Growing Up
Well-being

5 Things I Would Tell my 20-Year-Old Self

Oh, to be young again. I mean, not that I’m old (31, to be precise), but I find myself thinking this as I glance out of the window, taking note of the 20-something-year-old girl in the flat opposite. She’s glancing up at her laptop and taking notes in a notebook. It looks like she is studying. Would I go back in a time machine if I could? And if I did, I wonder what I’d tell my younger, naive self? 

After much contemplation over what feels like a lifetime of the most ridiculous mistakes known to humankind, I’ve compiled a list of 5 things I would tell my 20-year-old self.

1. Don’t waste time chasing someone else’s dream

Make your own way. Carve your own path. Tune into your heart and your intuition. Don’t follow the path of logic so purposely set up by society – especially Western society, as I know it. We’re always taught not to act on our gut feelings and intuition and that logic is more important. But where did that lead me? Misery, to put it bluntly! I had a bit of an identity crisis and I felt like I didn’t know who I was anymore. I had no idea what I wanted, because I was looking in all the wrong places. Don’t let the world tell you what your priorities are. You hold the key.

A red flower standing out in a field of yellow flowers. Carve your own path. 5 things i would tell my 20-year-old self

2. Travel

Do it soon. Don’t wait, hoping you’re about to realise your career dreams, so you can build something for yourself before you go. When your heart is telling you to do something – do it. This was one of my biggest mistakes. Surrounded by friends and peers who were going onto further study or getting graduate jobs, I spent so much time worrying about my own career path. I felt like there was something wrong with me, because I didn’t know what I wanted to do as a profession. It’s clear to me now that I wasn’t ready for that, and if I’d accepted that, I would have taken a very different path, following my bliss instead of trying to live up to societal expectations. I did go in the end, but had let myself sink into a pretty dark place before I mustered up the courage.

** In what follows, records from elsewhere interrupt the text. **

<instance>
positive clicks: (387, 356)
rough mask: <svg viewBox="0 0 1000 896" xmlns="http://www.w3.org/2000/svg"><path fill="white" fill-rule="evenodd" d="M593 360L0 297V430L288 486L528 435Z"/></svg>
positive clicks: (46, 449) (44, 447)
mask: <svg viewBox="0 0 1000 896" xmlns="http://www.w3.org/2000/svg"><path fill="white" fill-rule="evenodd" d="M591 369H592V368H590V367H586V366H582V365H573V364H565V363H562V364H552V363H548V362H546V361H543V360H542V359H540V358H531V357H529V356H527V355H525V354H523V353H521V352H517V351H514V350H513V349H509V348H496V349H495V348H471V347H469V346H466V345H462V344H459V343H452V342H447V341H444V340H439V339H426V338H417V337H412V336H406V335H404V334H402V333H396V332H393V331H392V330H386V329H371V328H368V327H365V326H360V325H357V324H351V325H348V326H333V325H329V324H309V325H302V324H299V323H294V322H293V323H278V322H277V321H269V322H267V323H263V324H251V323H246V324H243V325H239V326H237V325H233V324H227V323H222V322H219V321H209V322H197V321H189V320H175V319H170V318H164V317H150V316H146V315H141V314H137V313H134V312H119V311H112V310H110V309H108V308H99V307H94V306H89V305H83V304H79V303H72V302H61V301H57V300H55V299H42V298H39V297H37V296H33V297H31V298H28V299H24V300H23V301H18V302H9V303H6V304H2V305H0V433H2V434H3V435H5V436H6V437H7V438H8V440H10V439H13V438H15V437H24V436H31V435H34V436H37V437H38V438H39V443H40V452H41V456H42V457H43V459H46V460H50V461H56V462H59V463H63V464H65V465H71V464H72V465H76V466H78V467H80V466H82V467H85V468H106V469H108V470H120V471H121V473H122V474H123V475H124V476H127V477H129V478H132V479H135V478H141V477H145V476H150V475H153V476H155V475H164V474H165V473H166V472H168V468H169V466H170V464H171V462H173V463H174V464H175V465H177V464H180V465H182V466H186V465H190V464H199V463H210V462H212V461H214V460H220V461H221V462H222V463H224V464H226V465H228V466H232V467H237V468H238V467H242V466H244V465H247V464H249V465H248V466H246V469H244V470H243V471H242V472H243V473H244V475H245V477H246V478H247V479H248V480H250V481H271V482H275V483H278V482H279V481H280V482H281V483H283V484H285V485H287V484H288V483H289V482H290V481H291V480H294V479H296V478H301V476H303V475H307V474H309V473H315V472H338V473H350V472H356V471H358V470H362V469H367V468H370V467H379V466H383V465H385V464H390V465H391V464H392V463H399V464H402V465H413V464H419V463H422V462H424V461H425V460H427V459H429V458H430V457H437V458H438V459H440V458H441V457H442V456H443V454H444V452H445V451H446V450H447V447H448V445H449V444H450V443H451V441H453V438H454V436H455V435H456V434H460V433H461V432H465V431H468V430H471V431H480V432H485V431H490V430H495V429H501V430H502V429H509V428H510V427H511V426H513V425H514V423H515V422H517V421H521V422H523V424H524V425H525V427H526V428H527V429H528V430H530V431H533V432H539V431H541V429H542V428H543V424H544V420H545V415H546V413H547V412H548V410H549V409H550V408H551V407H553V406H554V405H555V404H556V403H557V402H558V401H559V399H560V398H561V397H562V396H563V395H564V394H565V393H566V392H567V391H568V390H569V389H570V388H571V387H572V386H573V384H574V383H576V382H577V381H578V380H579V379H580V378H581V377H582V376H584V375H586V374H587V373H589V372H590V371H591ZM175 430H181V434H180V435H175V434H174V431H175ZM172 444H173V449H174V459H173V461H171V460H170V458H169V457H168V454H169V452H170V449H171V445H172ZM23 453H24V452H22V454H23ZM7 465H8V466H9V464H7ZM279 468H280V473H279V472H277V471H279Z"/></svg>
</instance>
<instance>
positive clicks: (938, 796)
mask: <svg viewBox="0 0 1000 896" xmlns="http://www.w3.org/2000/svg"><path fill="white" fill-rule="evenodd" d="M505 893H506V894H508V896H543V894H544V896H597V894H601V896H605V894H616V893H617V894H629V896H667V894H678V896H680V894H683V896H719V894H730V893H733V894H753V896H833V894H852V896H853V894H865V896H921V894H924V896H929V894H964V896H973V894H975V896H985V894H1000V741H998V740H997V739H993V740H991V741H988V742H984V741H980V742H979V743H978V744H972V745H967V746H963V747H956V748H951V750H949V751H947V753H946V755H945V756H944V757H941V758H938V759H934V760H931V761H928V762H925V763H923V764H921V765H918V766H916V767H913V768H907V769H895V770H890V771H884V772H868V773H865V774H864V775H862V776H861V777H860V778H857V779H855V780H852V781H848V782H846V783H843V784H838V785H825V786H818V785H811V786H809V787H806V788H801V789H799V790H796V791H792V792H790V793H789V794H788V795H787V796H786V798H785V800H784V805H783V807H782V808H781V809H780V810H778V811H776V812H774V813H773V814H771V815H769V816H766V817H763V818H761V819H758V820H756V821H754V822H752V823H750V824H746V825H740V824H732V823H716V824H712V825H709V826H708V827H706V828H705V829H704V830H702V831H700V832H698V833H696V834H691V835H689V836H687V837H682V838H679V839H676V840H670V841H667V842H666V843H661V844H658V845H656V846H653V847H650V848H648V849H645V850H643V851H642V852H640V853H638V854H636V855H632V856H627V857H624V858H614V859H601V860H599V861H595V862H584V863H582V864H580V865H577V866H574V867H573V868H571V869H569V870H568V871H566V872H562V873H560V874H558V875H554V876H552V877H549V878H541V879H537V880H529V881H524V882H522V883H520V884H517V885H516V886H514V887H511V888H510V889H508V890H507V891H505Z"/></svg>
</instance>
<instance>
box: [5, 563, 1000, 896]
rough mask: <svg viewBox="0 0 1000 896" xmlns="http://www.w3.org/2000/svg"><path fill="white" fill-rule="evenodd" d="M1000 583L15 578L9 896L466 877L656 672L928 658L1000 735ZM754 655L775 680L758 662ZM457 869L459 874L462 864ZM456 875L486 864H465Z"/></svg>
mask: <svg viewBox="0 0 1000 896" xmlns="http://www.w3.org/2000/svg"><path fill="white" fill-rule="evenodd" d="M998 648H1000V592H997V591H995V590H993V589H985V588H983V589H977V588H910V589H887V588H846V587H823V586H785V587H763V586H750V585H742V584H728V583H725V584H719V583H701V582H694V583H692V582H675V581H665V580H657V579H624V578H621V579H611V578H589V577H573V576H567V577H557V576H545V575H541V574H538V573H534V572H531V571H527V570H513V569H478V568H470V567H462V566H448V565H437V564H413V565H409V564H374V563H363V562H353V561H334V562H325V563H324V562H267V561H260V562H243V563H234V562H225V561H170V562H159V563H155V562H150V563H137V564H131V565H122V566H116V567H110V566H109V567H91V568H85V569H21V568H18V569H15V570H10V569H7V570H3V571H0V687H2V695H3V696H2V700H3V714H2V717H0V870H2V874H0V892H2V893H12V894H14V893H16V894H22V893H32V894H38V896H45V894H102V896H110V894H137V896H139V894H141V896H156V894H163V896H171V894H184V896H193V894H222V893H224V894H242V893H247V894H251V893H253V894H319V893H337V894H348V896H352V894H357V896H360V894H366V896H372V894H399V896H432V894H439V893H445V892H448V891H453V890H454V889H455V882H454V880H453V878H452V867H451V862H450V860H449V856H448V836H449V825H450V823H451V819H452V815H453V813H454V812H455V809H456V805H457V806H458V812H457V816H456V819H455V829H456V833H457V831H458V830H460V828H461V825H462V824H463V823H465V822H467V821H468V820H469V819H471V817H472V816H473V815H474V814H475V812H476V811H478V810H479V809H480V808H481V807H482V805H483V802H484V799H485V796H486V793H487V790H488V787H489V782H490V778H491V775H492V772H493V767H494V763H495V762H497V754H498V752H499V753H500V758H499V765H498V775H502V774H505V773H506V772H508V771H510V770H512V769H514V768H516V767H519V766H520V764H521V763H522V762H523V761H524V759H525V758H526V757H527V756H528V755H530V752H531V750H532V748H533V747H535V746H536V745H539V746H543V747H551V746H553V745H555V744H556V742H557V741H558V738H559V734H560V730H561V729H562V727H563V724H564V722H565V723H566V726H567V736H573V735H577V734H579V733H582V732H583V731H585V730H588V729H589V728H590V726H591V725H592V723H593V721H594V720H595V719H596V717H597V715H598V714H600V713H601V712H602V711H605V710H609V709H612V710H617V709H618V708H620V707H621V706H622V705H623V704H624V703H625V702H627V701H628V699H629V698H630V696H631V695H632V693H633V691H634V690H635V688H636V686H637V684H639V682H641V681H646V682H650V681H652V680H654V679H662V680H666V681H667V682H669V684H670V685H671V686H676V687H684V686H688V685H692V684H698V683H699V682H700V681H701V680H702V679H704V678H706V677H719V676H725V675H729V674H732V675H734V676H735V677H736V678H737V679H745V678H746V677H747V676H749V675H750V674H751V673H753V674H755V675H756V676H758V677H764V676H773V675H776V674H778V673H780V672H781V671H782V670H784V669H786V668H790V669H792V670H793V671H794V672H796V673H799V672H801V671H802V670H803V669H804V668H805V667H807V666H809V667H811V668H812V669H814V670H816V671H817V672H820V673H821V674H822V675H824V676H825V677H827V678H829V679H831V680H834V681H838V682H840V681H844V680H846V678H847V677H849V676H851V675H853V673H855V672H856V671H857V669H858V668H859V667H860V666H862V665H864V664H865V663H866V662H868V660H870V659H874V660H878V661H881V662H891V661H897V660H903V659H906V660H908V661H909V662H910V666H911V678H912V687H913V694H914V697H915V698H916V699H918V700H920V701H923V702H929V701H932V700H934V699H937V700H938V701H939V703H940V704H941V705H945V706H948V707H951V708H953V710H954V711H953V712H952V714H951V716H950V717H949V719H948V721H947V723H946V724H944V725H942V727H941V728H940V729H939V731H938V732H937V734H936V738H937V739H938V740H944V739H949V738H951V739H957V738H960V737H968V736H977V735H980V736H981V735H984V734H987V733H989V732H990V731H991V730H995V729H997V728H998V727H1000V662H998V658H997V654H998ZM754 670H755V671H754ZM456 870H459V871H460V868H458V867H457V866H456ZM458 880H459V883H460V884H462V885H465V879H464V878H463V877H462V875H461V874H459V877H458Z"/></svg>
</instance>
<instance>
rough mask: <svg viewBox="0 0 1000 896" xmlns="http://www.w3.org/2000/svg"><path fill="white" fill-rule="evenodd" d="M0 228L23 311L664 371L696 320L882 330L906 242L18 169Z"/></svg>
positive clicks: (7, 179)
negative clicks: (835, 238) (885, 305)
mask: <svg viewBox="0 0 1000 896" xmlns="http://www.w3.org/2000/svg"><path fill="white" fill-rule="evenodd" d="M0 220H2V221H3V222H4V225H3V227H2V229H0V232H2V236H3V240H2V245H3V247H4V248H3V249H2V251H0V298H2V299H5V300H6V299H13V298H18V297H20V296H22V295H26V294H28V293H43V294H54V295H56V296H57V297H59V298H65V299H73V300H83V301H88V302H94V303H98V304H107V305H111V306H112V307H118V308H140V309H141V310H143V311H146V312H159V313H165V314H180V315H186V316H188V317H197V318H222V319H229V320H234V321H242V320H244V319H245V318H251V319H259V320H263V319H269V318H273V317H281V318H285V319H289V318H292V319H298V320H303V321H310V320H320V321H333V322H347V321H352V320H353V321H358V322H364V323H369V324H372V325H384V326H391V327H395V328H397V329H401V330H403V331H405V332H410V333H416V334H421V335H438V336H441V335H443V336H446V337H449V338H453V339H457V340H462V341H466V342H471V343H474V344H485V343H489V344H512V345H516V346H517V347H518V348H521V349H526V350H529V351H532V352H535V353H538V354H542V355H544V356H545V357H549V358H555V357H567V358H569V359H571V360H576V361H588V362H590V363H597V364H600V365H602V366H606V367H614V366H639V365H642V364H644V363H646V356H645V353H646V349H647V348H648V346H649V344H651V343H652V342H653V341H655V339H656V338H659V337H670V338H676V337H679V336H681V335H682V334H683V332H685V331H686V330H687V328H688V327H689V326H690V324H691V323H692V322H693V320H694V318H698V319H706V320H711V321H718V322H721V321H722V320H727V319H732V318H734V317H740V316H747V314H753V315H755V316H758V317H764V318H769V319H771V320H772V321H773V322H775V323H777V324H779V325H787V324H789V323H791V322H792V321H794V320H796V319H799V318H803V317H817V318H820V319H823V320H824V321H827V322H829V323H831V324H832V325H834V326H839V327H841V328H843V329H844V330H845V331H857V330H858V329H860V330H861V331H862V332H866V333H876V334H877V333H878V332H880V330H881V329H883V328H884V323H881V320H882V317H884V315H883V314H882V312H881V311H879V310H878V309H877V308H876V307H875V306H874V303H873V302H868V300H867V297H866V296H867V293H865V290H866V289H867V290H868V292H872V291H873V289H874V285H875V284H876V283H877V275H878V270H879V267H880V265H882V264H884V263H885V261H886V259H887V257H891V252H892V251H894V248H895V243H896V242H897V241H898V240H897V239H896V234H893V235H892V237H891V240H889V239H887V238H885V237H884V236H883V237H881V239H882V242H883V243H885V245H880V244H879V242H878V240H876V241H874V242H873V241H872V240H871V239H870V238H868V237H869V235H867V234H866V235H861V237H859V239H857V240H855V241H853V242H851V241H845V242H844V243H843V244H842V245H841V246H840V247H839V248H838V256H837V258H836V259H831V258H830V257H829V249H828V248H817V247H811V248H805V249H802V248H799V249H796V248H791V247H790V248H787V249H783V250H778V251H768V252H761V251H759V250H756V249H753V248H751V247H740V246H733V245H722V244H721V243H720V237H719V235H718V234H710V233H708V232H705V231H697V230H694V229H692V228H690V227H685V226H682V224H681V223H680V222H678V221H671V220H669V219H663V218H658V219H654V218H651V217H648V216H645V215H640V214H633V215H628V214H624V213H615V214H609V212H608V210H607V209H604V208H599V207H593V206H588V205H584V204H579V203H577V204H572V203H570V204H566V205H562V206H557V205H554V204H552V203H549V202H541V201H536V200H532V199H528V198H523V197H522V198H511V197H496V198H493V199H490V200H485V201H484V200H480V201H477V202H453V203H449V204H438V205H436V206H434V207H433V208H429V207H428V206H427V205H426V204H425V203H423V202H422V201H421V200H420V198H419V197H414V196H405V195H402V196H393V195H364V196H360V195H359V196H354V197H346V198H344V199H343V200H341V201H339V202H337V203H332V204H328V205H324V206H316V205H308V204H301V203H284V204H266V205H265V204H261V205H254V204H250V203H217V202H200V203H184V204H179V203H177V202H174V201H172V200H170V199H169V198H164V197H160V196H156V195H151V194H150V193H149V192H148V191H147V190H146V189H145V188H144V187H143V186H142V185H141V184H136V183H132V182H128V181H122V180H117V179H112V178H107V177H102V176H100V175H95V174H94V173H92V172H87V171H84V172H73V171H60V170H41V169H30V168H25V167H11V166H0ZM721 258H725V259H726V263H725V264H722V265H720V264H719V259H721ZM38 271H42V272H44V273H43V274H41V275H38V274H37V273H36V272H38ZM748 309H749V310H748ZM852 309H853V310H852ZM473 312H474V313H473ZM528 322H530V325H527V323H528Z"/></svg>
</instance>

3. Don’t let others walk all over you

One thing I’ve realised, to my dismay – I’m basically like a sponge. Soft, squishy, soaking up everything around me. When people are cruel, it really troubles me, and it feels like I absorb the energy so deeply that it affects my entire existence. Of course, the narcissists thrive on that, and they can sense it. If you’re not taking proper care of yourself, your energy actually invites them in. They feast on you.

My 20-year-old self was always keen to give everyone the benefit of the doubt. If I could impart one important piece of advice, it would be to learn to trust my gut feeling, shield myself and stand up to anyone who tries to take advantage. Now, I have a solid boundary with energy vampires. I will do anything in my power to not let them in. I’m sensitive to my surroundings and my intuition can spot them a mile off. I’ve learned to trust my intuition instead of suppressing it, and as a result I no longer let people make me feel small.

4. Don’t care what other people think of you

If someone doesn’t like you, don’t take it personally. Not everyone can like you – just as you can’t like everyone. People come onto your path for a reason. Some are here to stay, and others are here to teach you lessons. So what would I tell my younger self? Your real friends will love you for who you are and will stick by you through thick and thin. Always be yourself. How are you supposed to find your soul tribe if you’re busy trying to be someone else?

A group of youngsters holding hands

5. Put yourself first

From a young age, we’re taught that putting others before yourself is a noble thing to do, but at what expense? Don’t get me wrong – sharing is caring, and selfless acts to help others is in many cases a beautiful thing, but we need to know where to draw the line. Whether it’s staying in a relationship to make someone else happy, or taking on more tasks than we can handle at work – knowing when to say no is paramount. When you’re consistently trying to keep others happy at your own expense – you lose yourself. Like a battery, your energy needs to be recharged. There needs to be both give and take – a balanced energy exchange. If it’s nothing but give, give, give, your battery will drain. Eventually there will be nothing left to give – apart from calls to mental health support groups!

Hindsight is a Beautiful Thing

Of course I would love to go back in a time machine and make these changes, but the reality is, even if I could, I doubt I would take the advice! Regardless of what I would tell my younger self, I’m certain I’d make the same mistakes all over again. Hindsight is a beautiful thing, but so are mistakes, because we learn from them. That’s how we grow. My mistakes are part of who I am today, and I’ve learned to accept all parts of me – including the shadows. People can give you advice, but sometimes you have to learn the hard way, by making the mistakes, sometimes over and over again, before you learn those valuable lessons. You have to work things out for yourself; make your own mistakes; walk (and sometimes scramble!) your own path.

Life has thrown me some crazy curve-balls – some which have been a direct result of my own ridiculous actions! I could probably write a book on how not to live your life, but instead of focusing on what we could have done differently, how about we take value from the lessons, and look to the future. You can’t change the past, but you can change the now. Instead of disliking my younger self and holding her responsible, I’ve learned to forgive her, to nurture her and let her know that everything is okay.